Our study has several limitations. The study was not placebo controlled, and the design did not allow disentangling the effects of smoking cessation and varenicline. This study design also did not allow an assessment of potential practice effects due to participants completing the Stroop again, 12 weeks later. Because cerebral blood flow (CBF) can influence the BOLD signal (Kim and Ogawa, 2012), and because varenicline alters CBF (Franklin et al., 2011), it is possible that the observed changes in BOLD activation and connectivity were influenced by changes in CBF. While this study controlled for false positive rates in the fMRI results with FWE correction, the small sample size may lead to false negatives. Furthermore, the results should be considered as preliminary given the small sample size, the number of dropouts, and single-arm open label design of the study. Therefore, these fMRI findings should be confirmed in additional studies in a larger sample with a double blind randomized control trial with smokers and non-smokers. Further studies are needed to understand the relationship of varenicline to glutamate and brain networks dynamics. The quantification of glutamate with 1H-MRS is difficult. Glutamate, glutamine (the major metabolite of synaptic glutamate), and GABA have overlapping peaks that are difficult to resolve at low magnetic field strength. A single peak termed Glx containing the three peaks is usually reported. The Glx peak cannot be simply equated with glutamatrgic neurotransmission as extracellular and vesicular glutamate represents only a small fraction of total brain glutamate. A technical strength of our study that partially compensates for this is the use of an echo time of 80 ms which appears to optimize the glutamate signal by diminishing macromolecule contribution and reducing glutamine contribution to the spectra (Bottomley, 1987; Schubert et al., 2004). Finally, the comparisons between completers vs. non-completers were based on small groups.

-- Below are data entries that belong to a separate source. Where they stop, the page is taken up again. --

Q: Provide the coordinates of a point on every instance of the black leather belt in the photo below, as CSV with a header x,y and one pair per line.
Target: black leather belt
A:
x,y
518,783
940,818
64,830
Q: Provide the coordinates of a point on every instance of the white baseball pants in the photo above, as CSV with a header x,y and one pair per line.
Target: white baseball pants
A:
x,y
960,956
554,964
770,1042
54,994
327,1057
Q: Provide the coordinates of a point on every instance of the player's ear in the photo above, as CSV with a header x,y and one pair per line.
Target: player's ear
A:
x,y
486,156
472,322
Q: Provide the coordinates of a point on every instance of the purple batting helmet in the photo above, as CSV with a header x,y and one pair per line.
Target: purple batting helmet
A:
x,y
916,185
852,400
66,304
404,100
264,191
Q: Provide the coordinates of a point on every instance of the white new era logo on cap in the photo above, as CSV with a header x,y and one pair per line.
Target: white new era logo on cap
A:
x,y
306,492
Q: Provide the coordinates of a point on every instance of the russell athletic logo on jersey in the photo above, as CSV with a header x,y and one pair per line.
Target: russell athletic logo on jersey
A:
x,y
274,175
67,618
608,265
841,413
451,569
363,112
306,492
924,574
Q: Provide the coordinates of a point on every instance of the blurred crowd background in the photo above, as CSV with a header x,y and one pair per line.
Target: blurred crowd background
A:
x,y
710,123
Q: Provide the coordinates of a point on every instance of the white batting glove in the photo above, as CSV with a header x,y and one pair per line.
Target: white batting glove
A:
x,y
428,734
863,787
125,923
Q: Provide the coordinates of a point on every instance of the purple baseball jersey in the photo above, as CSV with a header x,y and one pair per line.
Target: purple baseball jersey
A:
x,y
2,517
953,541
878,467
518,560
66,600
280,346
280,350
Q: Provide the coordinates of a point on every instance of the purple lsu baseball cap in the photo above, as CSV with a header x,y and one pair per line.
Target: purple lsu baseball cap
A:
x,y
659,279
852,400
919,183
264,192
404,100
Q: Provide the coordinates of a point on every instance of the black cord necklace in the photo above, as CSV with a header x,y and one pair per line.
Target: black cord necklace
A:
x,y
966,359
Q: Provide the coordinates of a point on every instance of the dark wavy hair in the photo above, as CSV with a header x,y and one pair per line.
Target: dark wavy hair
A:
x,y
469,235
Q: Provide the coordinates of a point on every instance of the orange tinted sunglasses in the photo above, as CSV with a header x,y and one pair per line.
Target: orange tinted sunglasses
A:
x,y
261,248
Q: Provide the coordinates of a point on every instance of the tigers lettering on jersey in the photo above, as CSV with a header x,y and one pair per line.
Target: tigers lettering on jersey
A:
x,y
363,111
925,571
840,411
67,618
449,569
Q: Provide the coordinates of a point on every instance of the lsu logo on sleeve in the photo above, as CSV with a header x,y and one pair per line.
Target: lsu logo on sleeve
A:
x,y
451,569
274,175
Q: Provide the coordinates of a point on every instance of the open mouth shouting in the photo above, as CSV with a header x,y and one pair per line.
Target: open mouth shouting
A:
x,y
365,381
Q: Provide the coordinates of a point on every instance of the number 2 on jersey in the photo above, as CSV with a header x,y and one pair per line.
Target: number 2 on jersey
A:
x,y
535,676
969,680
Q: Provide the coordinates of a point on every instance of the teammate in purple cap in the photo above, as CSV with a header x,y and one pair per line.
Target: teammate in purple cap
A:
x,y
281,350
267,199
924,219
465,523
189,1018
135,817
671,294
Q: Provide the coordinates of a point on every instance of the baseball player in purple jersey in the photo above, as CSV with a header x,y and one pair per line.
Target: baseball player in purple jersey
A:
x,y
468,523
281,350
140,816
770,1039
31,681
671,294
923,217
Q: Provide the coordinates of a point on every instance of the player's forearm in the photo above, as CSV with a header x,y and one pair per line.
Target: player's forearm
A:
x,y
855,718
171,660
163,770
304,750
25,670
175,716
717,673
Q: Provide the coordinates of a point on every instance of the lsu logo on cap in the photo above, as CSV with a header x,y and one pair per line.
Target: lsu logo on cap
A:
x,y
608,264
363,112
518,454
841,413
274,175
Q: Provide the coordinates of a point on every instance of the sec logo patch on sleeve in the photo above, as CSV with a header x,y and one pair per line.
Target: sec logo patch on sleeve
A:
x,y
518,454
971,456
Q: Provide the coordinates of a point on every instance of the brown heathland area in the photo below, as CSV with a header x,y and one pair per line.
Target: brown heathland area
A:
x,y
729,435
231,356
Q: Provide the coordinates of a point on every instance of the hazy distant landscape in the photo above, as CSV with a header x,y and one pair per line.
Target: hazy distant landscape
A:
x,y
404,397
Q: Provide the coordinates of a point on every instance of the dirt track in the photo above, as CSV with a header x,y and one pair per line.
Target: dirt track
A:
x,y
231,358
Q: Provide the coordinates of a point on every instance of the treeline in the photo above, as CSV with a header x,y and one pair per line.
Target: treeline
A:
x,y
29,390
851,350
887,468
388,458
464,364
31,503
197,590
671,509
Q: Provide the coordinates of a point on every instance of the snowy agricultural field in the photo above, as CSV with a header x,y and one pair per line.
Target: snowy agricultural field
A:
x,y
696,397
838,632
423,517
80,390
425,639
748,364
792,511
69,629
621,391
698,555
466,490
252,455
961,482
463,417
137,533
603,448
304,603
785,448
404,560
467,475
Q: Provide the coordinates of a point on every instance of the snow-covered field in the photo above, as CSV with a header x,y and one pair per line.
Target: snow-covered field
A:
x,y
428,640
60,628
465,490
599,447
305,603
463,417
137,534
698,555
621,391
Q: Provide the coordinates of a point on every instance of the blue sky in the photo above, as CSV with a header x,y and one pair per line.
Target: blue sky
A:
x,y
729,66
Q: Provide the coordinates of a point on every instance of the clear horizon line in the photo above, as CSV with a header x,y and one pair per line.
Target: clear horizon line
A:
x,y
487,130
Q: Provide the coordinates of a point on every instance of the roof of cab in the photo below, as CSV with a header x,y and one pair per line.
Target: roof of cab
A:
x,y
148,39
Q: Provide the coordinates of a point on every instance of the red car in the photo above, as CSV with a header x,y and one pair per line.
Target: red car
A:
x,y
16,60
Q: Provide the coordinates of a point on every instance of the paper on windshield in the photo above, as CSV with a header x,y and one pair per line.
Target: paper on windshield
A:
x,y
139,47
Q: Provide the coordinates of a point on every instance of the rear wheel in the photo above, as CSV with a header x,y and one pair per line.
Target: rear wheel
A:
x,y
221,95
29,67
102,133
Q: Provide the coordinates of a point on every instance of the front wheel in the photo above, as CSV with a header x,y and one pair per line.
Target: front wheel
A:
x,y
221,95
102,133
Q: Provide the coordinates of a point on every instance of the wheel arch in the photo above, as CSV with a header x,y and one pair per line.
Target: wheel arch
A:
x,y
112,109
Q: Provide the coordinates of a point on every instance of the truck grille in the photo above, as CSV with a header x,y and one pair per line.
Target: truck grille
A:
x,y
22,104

In conclusion, the results of this study suggest two possible mechanisms of action for varenicline: reduction in glutamate levels in ACC and shifts in BOLD activities between large scale brain networks. Understanding the mechanism of action of antismoking drugs is key to identifying novel and more efficacious compounds for smoking cessation. These findings are preliminary. Further studies are needed to assess the definitive mechanisms of varenicline.

Conflict of interest statement

The corresponding author received medication and investigator-initiated financial support provided by Pfizer. Pfizer provided no input into the design, collection, analysis, or interpretation of the data, or writing of the manuscript. Pfizer did provide approval of a poster presented at a local conference (UAB-AU Neuroimaging retreat 2012). The information approved by Pfizer for the poster is also found in this manuscript. The authors declare that the research was conducted in the absence of any commercial or financial relationships that could be construed as a potential conflict of interest.

Acknowledgments

We want to thank Dr. Richard Kennedy and Dr. Edwin Cook for statistical assistance as well as Dr. Jan A. den Hollander for expertise in MRS acquisition. This work was supported by an investigator-initiated grant from Pfizer.